The Nanoscale Characterization Facility maintains a full-service electron microscopy facility equipped with a wide range of state-of-the-art instrumentation for materials analysis. Structural, chemical and microstructural characterization of polymers, ceramics, composites, metals and alloys, electronic materials and devices, thin films, and coatings are conducted using scanning electron microscopes, transmission electron microscopes, and scanning transmission electron microscopes. A wide range of specimen preparation equipment is used including cryo-ultramicrotomy, cryo-plunge, jet electrolytic polishing, mechanical dimpling, tripod polishing, vacuum evaporation, sputter-coating and replication. In-house hardware and software are available for a wide range of image and spectrum processing tasks and for the calculation/simulation of electron-beam specimen interactions and microscope performance. Facility staff provide complete user training and assistance with research projects involving our instruments. The staff are also available for demand service in situations where training is not desired.

  • PRNTF Microscopy Instruments include:
    • Field-Emission Scanning Electron Microscope – JEOL 7500F HRSEM
    • Environmental Scanning Electron Microscope – FEI 600 Quanta FEG SEM
    • Focused Ion Beam – FEI Strata DB235 FIB
    • High Resolution Transmission Electron Microscope – JEOL 2010 TEM
    • Field Emission Transmission Electron Microscope – JEOL 2010F
  • TEM/STEM/EFTEM
Facility Type: 

Instruments

  1. FEI 600 Quanta FEG ESEM

    The Quanta 600 FEG Mark II scanning electron microscope (SEM) is equipped with a unique array of accessories to enable the combination of high-resolution imaging and nanoscale manipulation allowing for powerful in situ experiments involving controlled stimuli and correlated response.

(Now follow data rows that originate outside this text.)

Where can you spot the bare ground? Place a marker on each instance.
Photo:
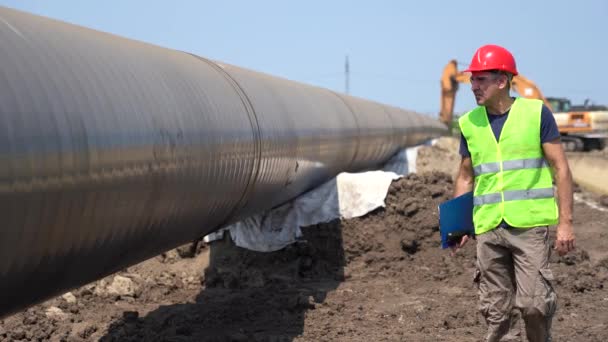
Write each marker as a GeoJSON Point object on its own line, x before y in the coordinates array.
{"type": "Point", "coordinates": [382, 277]}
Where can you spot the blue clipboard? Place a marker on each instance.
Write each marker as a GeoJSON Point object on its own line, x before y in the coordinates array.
{"type": "Point", "coordinates": [456, 219]}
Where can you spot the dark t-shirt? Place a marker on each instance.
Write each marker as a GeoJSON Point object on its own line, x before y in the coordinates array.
{"type": "Point", "coordinates": [548, 132]}
{"type": "Point", "coordinates": [548, 128]}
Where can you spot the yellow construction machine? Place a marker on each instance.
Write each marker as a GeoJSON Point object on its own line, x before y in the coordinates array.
{"type": "Point", "coordinates": [583, 127]}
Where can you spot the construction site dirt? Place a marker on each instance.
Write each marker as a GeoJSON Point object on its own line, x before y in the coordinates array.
{"type": "Point", "coordinates": [381, 277]}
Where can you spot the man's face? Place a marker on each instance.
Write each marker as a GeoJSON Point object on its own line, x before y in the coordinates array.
{"type": "Point", "coordinates": [485, 86]}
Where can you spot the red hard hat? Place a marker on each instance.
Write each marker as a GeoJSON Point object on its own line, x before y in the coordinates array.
{"type": "Point", "coordinates": [493, 57]}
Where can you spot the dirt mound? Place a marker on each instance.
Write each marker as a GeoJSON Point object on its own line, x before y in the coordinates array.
{"type": "Point", "coordinates": [381, 277]}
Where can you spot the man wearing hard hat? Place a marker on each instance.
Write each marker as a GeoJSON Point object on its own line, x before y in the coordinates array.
{"type": "Point", "coordinates": [511, 154]}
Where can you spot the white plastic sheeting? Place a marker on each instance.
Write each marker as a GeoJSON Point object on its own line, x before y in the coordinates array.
{"type": "Point", "coordinates": [346, 196]}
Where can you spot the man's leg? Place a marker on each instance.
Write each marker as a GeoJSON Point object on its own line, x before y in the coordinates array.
{"type": "Point", "coordinates": [496, 286]}
{"type": "Point", "coordinates": [535, 296]}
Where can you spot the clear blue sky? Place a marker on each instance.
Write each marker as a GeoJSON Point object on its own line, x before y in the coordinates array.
{"type": "Point", "coordinates": [397, 49]}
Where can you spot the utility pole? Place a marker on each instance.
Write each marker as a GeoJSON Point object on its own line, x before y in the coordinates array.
{"type": "Point", "coordinates": [346, 76]}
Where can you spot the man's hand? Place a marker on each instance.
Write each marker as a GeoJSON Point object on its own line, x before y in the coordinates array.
{"type": "Point", "coordinates": [564, 242]}
{"type": "Point", "coordinates": [457, 246]}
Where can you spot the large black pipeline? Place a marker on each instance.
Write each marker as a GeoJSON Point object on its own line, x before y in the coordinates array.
{"type": "Point", "coordinates": [113, 151]}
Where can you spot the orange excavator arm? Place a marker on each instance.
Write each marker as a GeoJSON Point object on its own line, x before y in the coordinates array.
{"type": "Point", "coordinates": [451, 77]}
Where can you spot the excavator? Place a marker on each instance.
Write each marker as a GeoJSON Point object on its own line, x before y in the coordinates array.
{"type": "Point", "coordinates": [582, 127]}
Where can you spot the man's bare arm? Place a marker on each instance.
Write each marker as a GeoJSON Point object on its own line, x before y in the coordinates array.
{"type": "Point", "coordinates": [554, 153]}
{"type": "Point", "coordinates": [464, 184]}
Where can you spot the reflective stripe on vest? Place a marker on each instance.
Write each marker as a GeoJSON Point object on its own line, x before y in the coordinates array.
{"type": "Point", "coordinates": [509, 165]}
{"type": "Point", "coordinates": [513, 195]}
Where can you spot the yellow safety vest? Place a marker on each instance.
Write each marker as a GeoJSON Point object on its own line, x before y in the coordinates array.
{"type": "Point", "coordinates": [513, 181]}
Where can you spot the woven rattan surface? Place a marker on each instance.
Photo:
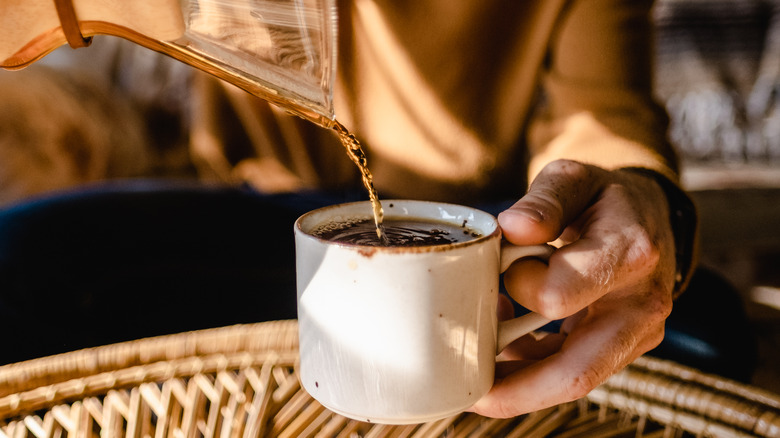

  2. FEI Strata DB235 Focused Ion Beam

    The FEI Strata DB235 Focused Ion Beam bridges the gap between nanocharacterization and nanomachining by combining a high resolution field-emission scanning electron microscope with a focused ion beam. Uniting these techniques in a single instrument allows users to seamlessly switch from secondary electron imaging to precision ion milling and ion-beam assisted material depostion and selective etching. Four gas injection systems will allow for platinum deposition and selective etching of carbon, metals, and oxides.

  3. JEOL 2010 TEM

    The JEOL 2010 TEM is available for both conventional and high resolution TEM imaging. It is equipped with single tilt, double-tilt, heating and cooling sample holders for a wide range of imaging experiments. The analytical objective lens pole piece on this microscope allows for sample tilting up to 45 degrees, yet maintains a point-to-point resolution of 0.25 nm. In addition to the conventional plate camera, this instrument is equipped with a Gatan Peltier cooled CCD imaging system for high quality digital imaging.

  4. JEOL 2010F FEG HRTEM

    The JEOL 2010F TEM/STEM is a state-of-the-art field emission transmission electron microscope with capabilities ranging from nanobeam and convergent beam diffraction to high resolution phase contrast, analytical and energy filtered imaging. The 2010F has been optimized for analytical microscopy with a large solid angle for high X-ray throughput, scanning, scanning-transmission, and backscattered electron detectors and a Gatan image filter for energy filtered imaging and electron energy loss spectroscopy.

  5. JEOL 7500F HRSEM

    The JEOL 7500F scanning electron microscope (SEM) is our dedicated conventional and high-resolution imaging microscope. It is equipped with a range of detectors and imaging modes that allow for the study of a wide range of solid materials. Secondary and backscattered electron detectors allow for imaging of sample surfaces, whereas a scanning-transmission electron detector shows the internal structure of materials.